- GE HealthCare Technologies Inc. (NASDAQ:GEHC) experienced a 13% stock drop to a new 52-week low after lowering its full-year 2026 profit guidance, despite a history of exceeding earnings expectations.
- Amid the market downturn, CFO Saccaro James demonstrated investor confidence by purchasing 3,310 shares at $60.60, significantly increasing his personal investment in the company.
- While Q1 2026 revenue of $5.13 billion surpassed estimates, adjusted earnings per share (EPS) of $0.99 missed the Zacks Consensus Estimate, leading to a revised 2026 adjusted EPS guidance of $4.80 to $5.00 due to persistent supply chain pressures and rising operational costs.
GE HealthCare Technologies Inc. (NASDAQ:GEHC) is a medical technology company that was spun off from General Electric. It specializes in medical imaging, diagnostics, and patient monitoring solutions, with annual revenues of approximately $20.60 billion. The company faces ongoing challenges from supply chain issues and rising costs.
Recently, GEHC stock experienced a sharp decline, dropping 13% in one day to a new 52-week low of $58.75. This drop occurred after the company reduced its profit guidance for the full year 2026. The revision broke a streak of several quarters where GEHC had exceeded earnings expectations, as highlighted by 247wallst.com.
Amid this downturn, Chief Financial Officer Saccaro James demonstrated confidence by purchasing 3,310 shares on May 1, 2026. He bought the shares at a price of $60.60 each. This transaction increased his total ownership in the company to 87,471 shares, representing a significant personal investment following the stock’s price drop.

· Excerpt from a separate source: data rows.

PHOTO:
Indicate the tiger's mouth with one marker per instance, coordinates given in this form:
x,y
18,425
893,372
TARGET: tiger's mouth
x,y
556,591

The negative market reaction was tied to GEHC’s first-quarter 2026 results. While revenue grew 7.4% to $5.13 billion, beating estimates, its adjusted earnings per share (EPS) of $0.99 fell short of the Zacks Consensus Estimate of $1.07. EPS is a company’s profit divided by its outstanding shares, indicating profitability for shareholders.
Looking ahead, GEHC has lowered its full-year 2026 adjusted EPS guidance to a new range of $4.80 to $5.00. As reported by Proactive Investors, the company also reduced its adjusted EBIT margin forecast. Management attributes this revised outlook to persistent supply chain pressures and increased operational costs.